The best advice I can offer is to start early and find schools that offer all sorts of opportunities for your kid…opportunities for their admission, opportunities for their intellectual growth and well-being, and opportunities for a sound (or northing more than a slightly strained) financial future. If you have to, find every school within an acceptable location radius that meets the student’s educational needs. Find the net cost calculator for each school. Review the academic qualifications to see where your child fits comfortably. Plug in their unweighted GPA, class rank, and test scores to estimate the amount of merit money they are likely to receive. Seriously, if your child is a high school freshman, START NOW.

After doing this, you have two choices: focus on the schools that are “affordable” and/or start stashing every extra penny you have. Your child can also start working to build their own savings and working to improve their grades, which will increase the amount of merit money they’ll be offered.

My child applied to six schools, two safe, two probable, and two stretch schools. She was accepted into all six, so academically, we found good “fits” for her high school transcript (unweighted 3.5 with six honors/AP courses, above average SATs, and about the 10th-12th percentile in her graduating class).

We received no needs-based aid, which we didn’t expect with our dual high-tech incomes and substantial net worth. The fully-loaded costs for these schools ranged between $24 and $62k. She was offered merit money at all but one school, bringing the price ranges down to $20k to $53k.

And yes, you parents need to show some tough love. We’ve always told our children that we were willing to pay the going rate at our in-state flagship university. They are free to apply anywhere, but there must be enough merit money to cover (most of) the difference.

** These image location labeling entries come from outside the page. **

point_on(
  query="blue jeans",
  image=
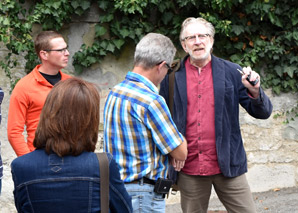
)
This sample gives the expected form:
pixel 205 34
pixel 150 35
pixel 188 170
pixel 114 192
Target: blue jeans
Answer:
pixel 144 199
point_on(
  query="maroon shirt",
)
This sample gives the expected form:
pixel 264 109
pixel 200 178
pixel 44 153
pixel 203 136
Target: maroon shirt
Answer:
pixel 200 125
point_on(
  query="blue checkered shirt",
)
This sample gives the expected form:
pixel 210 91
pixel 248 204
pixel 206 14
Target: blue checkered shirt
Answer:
pixel 138 129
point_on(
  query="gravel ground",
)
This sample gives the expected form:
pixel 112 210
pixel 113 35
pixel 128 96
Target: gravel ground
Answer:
pixel 275 201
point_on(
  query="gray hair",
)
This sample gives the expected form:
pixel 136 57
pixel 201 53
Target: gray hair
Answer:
pixel 202 21
pixel 152 49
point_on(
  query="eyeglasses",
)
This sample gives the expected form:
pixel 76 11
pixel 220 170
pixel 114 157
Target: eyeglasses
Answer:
pixel 63 50
pixel 202 37
pixel 168 66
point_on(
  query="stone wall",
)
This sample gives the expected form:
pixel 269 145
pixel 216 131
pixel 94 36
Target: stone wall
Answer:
pixel 272 147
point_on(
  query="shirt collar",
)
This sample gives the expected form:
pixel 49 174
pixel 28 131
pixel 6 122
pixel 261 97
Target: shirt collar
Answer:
pixel 139 78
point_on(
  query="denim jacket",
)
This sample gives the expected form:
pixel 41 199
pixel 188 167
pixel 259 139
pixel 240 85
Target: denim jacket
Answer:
pixel 48 183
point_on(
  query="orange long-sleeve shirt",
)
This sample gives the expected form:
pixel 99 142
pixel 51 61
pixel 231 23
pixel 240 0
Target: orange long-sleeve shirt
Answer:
pixel 26 103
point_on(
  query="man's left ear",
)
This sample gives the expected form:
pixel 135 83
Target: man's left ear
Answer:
pixel 43 55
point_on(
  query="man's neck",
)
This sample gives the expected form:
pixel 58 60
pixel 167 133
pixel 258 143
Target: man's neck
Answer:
pixel 200 63
pixel 146 73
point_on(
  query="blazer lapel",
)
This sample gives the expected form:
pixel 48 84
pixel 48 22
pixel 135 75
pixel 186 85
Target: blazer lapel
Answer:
pixel 218 74
pixel 180 81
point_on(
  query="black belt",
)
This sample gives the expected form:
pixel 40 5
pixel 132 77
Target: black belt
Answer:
pixel 144 180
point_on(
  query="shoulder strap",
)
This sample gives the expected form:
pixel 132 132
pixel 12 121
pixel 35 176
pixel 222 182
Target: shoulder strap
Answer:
pixel 175 66
pixel 104 181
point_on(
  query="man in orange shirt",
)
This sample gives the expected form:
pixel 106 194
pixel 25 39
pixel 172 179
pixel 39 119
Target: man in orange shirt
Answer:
pixel 29 94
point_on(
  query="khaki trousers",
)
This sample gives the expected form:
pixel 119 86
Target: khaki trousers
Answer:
pixel 234 193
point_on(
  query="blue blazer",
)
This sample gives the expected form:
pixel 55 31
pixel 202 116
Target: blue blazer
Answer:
pixel 229 92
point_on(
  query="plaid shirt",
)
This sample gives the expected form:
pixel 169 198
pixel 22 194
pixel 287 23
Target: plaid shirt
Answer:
pixel 1 166
pixel 138 129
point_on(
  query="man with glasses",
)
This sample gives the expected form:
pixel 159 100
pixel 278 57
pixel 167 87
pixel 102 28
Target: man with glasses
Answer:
pixel 207 94
pixel 138 128
pixel 29 94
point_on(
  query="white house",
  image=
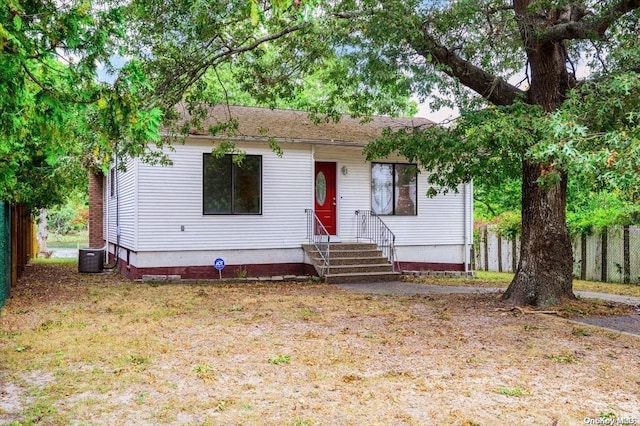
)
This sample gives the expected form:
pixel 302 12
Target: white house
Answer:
pixel 257 215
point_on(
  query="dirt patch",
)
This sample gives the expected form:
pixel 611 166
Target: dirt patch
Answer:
pixel 117 352
pixel 626 323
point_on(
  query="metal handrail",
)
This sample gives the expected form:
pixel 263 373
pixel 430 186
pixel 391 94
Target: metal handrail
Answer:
pixel 372 228
pixel 318 235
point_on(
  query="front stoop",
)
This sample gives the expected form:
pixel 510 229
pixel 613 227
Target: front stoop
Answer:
pixel 353 263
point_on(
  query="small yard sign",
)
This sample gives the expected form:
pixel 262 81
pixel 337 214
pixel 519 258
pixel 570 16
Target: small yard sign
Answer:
pixel 219 265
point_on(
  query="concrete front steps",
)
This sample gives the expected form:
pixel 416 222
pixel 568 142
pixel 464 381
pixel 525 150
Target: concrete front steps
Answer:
pixel 353 263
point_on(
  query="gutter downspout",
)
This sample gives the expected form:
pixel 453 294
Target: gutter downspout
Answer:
pixel 467 187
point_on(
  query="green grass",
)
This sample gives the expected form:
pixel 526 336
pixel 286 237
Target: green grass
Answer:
pixel 55 261
pixel 79 240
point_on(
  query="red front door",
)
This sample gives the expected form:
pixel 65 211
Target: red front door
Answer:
pixel 325 195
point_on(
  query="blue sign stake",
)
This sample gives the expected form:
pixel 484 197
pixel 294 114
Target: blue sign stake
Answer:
pixel 219 265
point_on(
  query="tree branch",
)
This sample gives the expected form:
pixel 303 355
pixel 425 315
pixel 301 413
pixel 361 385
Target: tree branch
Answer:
pixel 176 85
pixel 494 89
pixel 594 25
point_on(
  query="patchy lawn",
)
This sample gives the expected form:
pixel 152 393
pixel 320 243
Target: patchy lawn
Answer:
pixel 502 280
pixel 98 349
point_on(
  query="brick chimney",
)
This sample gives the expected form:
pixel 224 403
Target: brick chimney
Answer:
pixel 96 210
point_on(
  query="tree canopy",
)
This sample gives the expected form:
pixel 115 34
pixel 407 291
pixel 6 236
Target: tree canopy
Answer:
pixel 55 117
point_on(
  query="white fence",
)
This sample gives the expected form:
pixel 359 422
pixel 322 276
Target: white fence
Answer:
pixel 612 256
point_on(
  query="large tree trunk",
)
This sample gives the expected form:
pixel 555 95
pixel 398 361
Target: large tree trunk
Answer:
pixel 545 270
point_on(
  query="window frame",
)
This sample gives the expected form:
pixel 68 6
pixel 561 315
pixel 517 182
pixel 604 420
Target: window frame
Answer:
pixel 395 189
pixel 234 167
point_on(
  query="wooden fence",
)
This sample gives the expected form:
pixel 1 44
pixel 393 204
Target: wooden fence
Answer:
pixel 17 245
pixel 611 256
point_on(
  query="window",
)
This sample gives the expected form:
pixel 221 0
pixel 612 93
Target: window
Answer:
pixel 394 189
pixel 230 188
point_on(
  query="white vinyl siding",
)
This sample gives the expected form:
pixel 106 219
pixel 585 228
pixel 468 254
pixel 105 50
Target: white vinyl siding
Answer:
pixel 122 206
pixel 161 209
pixel 440 220
pixel 170 199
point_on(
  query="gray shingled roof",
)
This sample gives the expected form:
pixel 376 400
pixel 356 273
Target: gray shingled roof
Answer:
pixel 295 126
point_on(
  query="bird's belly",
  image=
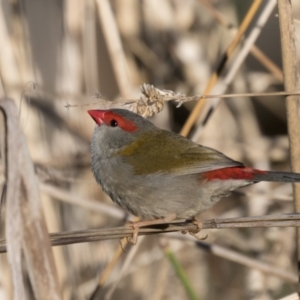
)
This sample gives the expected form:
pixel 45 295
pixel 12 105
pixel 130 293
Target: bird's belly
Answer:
pixel 159 195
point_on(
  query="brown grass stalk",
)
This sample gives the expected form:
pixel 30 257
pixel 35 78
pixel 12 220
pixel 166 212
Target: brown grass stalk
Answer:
pixel 291 82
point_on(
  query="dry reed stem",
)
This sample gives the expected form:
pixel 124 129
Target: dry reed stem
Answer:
pixel 90 235
pixel 243 27
pixel 208 107
pixel 129 258
pixel 114 45
pixel 254 50
pixel 291 82
pixel 13 206
pixel 31 227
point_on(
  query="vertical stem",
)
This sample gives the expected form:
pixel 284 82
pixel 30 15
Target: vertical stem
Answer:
pixel 291 82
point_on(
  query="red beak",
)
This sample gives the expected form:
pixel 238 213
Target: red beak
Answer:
pixel 97 115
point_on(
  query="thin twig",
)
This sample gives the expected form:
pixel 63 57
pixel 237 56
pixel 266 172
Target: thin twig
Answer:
pixel 114 45
pixel 92 235
pixel 243 27
pixel 291 82
pixel 254 50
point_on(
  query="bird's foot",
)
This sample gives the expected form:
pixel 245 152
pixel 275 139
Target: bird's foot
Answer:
pixel 137 225
pixel 196 233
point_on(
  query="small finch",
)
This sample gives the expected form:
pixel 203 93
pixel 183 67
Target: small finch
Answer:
pixel 159 175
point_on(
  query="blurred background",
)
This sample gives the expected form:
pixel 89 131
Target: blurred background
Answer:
pixel 56 55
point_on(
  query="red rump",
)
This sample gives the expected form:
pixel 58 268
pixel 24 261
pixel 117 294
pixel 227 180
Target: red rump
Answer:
pixel 106 116
pixel 238 173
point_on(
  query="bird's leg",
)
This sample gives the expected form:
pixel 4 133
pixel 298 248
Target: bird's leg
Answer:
pixel 137 225
pixel 195 233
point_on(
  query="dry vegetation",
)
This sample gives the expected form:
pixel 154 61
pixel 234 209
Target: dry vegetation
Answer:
pixel 54 57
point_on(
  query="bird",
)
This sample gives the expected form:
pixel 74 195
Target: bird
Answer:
pixel 161 176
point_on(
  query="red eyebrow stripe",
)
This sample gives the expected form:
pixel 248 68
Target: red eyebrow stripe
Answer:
pixel 123 123
pixel 238 173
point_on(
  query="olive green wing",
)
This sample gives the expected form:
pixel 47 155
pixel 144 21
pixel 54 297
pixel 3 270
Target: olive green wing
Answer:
pixel 169 153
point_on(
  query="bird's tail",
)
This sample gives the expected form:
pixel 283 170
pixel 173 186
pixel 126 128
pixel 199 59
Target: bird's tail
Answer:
pixel 276 176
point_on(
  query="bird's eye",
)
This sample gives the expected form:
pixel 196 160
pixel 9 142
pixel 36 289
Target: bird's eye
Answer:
pixel 113 123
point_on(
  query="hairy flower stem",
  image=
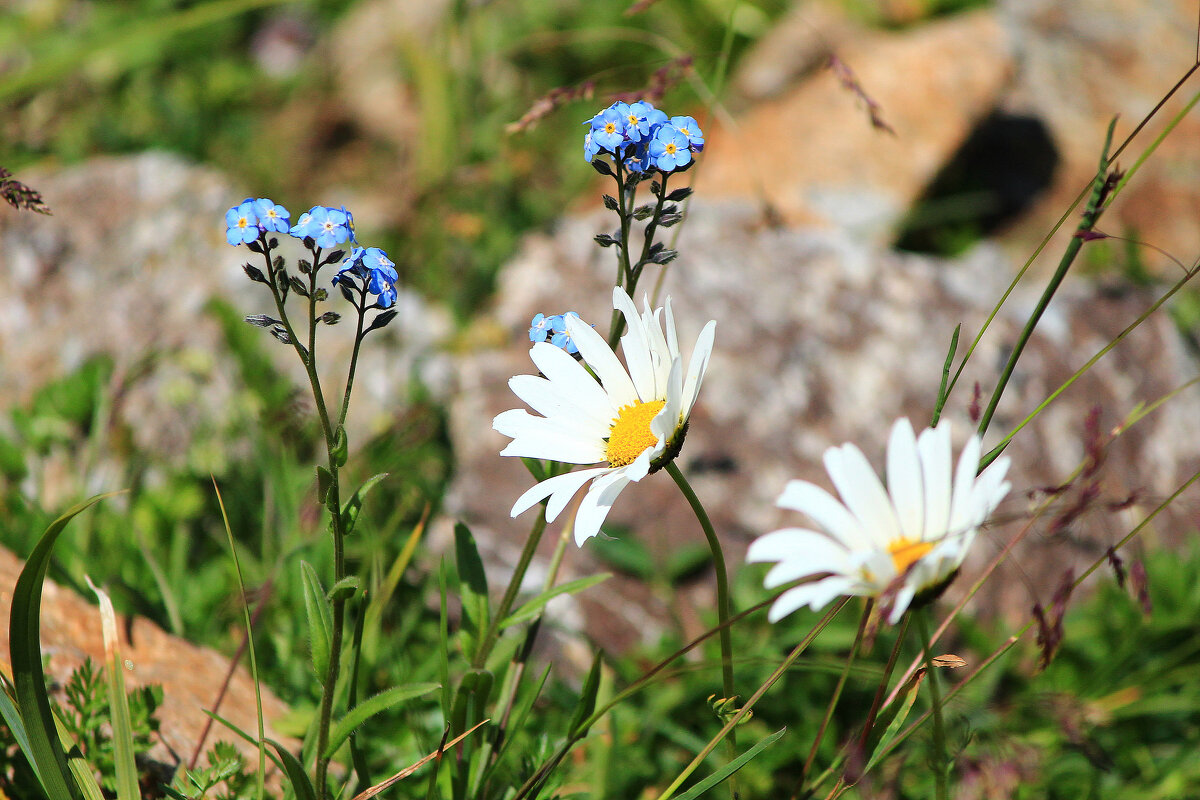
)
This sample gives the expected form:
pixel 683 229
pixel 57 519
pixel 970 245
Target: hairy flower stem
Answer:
pixel 624 270
pixel 333 501
pixel 940 759
pixel 361 308
pixel 723 581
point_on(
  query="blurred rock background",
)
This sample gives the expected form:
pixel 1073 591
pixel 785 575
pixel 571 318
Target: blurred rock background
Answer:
pixel 835 254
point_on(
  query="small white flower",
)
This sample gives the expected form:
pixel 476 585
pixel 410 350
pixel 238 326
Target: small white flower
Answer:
pixel 918 529
pixel 633 421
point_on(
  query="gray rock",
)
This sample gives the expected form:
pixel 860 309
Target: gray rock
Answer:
pixel 823 340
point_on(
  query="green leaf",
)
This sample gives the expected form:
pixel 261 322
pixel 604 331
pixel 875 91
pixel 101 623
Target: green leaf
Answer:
pixel 324 480
pixel 534 606
pixel 354 505
pixel 126 771
pixel 731 768
pixel 29 681
pixel 321 619
pixel 472 579
pixel 587 703
pixel 471 699
pixel 343 589
pixel 444 642
pixel 340 452
pixel 12 719
pixel 370 707
pixel 294 770
pixel 894 717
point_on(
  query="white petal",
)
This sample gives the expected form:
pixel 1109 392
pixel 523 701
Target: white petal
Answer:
pixel 571 379
pixel 795 545
pixel 671 335
pixel 552 487
pixel 636 347
pixel 905 480
pixel 820 554
pixel 597 504
pixel 604 361
pixel 697 366
pixel 669 420
pixel 862 492
pixel 825 510
pixel 538 437
pixel 571 383
pixel 934 447
pixel 815 595
pixel 660 356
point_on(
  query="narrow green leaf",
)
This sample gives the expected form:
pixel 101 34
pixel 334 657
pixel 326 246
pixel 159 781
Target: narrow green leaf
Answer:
pixel 534 606
pixel 16 725
pixel 354 505
pixel 25 654
pixel 372 705
pixel 587 703
pixel 343 589
pixel 341 449
pixel 294 770
pixel 472 579
pixel 894 716
pixel 444 643
pixel 321 619
pixel 126 771
pixel 731 768
pixel 324 480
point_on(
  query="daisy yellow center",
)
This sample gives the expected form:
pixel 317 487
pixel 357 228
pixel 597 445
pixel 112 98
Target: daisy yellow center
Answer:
pixel 906 552
pixel 630 433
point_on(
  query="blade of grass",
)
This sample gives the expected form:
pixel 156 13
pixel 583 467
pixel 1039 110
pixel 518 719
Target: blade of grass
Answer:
pixel 259 786
pixel 118 702
pixel 25 649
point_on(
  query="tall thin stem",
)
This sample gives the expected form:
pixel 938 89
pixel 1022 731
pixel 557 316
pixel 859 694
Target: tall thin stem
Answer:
pixel 837 691
pixel 723 581
pixel 334 504
pixel 941 759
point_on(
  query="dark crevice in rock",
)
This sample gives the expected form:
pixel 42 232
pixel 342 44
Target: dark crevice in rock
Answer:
pixel 997 173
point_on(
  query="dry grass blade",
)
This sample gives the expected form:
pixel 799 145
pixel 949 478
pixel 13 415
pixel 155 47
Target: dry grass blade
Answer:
pixel 408 770
pixel 949 661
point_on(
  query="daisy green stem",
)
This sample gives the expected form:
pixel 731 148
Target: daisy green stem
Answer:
pixel 837 691
pixel 941 759
pixel 723 581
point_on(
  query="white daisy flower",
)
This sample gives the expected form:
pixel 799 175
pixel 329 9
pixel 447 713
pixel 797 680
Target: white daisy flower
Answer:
pixel 916 531
pixel 630 420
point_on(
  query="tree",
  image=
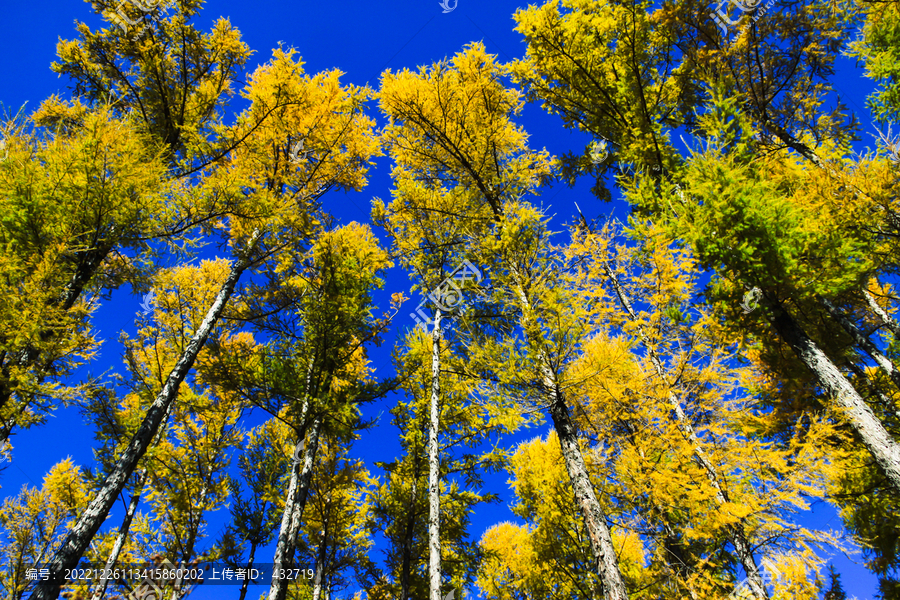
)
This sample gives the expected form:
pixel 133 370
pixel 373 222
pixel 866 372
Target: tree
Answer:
pixel 459 156
pixel 835 589
pixel 34 524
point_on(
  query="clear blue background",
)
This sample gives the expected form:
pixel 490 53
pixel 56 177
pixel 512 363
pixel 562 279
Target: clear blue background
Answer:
pixel 361 39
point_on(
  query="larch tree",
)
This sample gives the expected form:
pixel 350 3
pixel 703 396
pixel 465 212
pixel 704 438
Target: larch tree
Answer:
pixel 459 155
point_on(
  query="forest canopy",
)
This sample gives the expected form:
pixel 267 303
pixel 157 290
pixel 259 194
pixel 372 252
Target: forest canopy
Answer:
pixel 705 371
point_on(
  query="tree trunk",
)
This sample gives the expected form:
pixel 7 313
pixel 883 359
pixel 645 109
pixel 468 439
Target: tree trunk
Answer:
pixel 860 339
pixel 298 492
pixel 881 314
pixel 321 555
pixel 738 536
pixel 434 474
pixel 92 518
pixel 594 518
pixel 250 559
pixel 100 589
pixel 871 432
pixel 591 511
pixel 406 550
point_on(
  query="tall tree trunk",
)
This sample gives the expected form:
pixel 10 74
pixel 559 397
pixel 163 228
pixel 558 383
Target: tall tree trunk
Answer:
pixel 246 582
pixel 321 556
pixel 100 589
pixel 406 549
pixel 860 339
pixel 862 420
pixel 298 492
pixel 585 497
pixel 738 535
pixel 92 518
pixel 434 463
pixel 594 518
pixel 881 314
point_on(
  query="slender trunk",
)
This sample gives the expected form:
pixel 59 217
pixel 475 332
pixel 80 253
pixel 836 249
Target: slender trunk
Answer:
pixel 321 555
pixel 881 314
pixel 92 518
pixel 594 518
pixel 406 549
pixel 863 342
pixel 871 432
pixel 886 402
pixel 100 589
pixel 585 497
pixel 674 547
pixel 298 492
pixel 738 536
pixel 246 582
pixel 434 496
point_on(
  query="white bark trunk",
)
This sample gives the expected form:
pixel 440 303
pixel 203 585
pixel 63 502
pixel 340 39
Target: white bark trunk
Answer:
pixel 863 342
pixel 92 518
pixel 594 518
pixel 738 536
pixel 874 436
pixel 298 492
pixel 881 314
pixel 585 497
pixel 434 496
pixel 100 589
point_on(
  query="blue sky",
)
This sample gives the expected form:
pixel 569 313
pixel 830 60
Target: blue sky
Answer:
pixel 362 39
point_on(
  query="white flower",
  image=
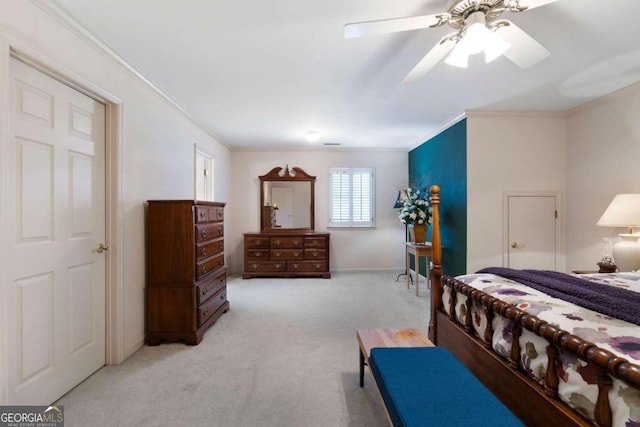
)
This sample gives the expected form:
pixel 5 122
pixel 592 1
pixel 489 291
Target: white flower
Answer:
pixel 416 208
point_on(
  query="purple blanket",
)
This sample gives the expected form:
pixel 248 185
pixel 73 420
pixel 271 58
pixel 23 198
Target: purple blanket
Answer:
pixel 615 302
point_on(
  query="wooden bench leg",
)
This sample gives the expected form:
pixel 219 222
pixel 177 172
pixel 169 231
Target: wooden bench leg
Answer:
pixel 361 369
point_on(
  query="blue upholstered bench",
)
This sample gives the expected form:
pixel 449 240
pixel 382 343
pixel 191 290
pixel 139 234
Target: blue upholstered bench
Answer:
pixel 429 386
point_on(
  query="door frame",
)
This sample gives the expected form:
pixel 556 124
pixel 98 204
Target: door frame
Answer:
pixel 560 258
pixel 17 45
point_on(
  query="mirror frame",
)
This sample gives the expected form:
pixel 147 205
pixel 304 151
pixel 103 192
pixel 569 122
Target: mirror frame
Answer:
pixel 298 175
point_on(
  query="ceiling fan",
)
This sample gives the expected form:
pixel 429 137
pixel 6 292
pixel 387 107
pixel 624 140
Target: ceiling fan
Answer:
pixel 477 30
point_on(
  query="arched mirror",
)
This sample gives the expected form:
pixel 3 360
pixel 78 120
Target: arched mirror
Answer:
pixel 286 200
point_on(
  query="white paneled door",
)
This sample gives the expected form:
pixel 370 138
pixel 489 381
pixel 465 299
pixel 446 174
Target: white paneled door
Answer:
pixel 55 276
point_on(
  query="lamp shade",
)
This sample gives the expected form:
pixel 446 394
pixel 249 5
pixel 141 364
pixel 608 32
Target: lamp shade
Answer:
pixel 623 211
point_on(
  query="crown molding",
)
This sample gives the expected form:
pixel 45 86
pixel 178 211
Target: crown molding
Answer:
pixel 452 121
pixel 51 8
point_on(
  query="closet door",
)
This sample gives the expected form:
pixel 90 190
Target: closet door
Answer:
pixel 55 210
pixel 532 232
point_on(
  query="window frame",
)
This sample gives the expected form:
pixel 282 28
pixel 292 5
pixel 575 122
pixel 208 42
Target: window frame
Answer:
pixel 350 222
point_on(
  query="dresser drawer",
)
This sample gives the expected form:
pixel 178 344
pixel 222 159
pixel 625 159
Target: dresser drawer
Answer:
pixel 208 287
pixel 208 309
pixel 286 254
pixel 318 254
pixel 209 265
pixel 257 254
pixel 202 214
pixel 266 266
pixel 307 266
pixel 208 231
pixel 257 242
pixel 286 242
pixel 205 250
pixel 216 214
pixel 315 242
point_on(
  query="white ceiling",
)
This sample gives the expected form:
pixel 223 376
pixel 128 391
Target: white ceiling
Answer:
pixel 261 73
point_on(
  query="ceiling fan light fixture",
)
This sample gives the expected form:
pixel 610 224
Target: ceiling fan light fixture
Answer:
pixel 494 47
pixel 312 136
pixel 477 37
pixel 459 56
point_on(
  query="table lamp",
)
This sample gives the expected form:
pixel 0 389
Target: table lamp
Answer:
pixel 624 211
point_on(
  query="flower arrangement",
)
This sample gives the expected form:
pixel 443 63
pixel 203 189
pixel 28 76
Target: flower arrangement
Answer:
pixel 416 208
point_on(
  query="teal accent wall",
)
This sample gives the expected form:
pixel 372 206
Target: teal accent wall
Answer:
pixel 442 160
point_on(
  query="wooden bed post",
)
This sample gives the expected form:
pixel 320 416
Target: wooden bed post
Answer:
pixel 436 271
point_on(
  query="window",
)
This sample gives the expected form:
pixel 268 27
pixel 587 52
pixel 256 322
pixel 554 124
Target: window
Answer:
pixel 351 197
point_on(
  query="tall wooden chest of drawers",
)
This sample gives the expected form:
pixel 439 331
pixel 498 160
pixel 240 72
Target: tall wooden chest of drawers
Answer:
pixel 186 276
pixel 286 254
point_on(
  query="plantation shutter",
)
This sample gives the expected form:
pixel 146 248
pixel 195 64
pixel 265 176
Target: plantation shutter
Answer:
pixel 351 197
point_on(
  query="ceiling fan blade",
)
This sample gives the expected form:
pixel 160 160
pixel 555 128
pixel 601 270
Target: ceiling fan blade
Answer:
pixel 370 28
pixel 525 51
pixel 434 56
pixel 530 4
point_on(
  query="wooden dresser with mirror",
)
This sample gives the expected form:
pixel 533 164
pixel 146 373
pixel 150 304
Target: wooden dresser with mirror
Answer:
pixel 287 244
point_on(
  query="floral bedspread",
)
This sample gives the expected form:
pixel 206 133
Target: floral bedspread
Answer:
pixel 577 379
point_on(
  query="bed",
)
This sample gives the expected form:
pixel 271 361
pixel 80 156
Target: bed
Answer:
pixel 550 361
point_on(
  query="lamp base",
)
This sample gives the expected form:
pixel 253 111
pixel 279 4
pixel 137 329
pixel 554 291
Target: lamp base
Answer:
pixel 626 253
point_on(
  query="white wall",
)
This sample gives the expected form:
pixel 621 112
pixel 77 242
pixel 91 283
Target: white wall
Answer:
pixel 507 152
pixel 157 157
pixel 603 157
pixel 351 249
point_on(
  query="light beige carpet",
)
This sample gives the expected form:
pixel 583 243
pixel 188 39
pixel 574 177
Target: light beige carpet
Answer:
pixel 284 355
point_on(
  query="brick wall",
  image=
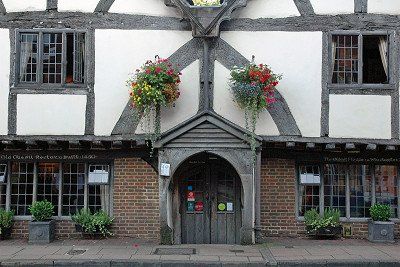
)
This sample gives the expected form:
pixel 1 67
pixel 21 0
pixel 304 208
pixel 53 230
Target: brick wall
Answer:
pixel 278 195
pixel 136 208
pixel 136 200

The odds-on favorite on the list had a reduced cost to us of $40k/year. Ouch. A bit more than we’d hoped for, but an excellent fit for her. Loved the school, the community, everything about it.

There was only one school we didn’t visit before the applications were submitted. A state school that is a few hours away. The program appeared to be a great fit on paper, but would the big school be intimidating? We went. We toured. And we loved it. The program was exactly everything our child was looking for. The facilities were better than expected. And, they even offered a favorite extra curricular activity.

And it’s cost? “Only” $24k! How did we do that? Well, the degree is a niche program not offered in our own state’s higher education network. Instead of paying out-of-state rates, the school offered to match in-state tuition for our own state’s flagship state university, AND then there was additional merit scholarship.

This is excellent news for us, and we’re thrilled that she found such a perfect match for her college years. We were also thrilled with the $40k/year school, but the extra $64k in our accounts means we can afford to send the second child to school some day. Assuming costs haven’t completely out of control by then.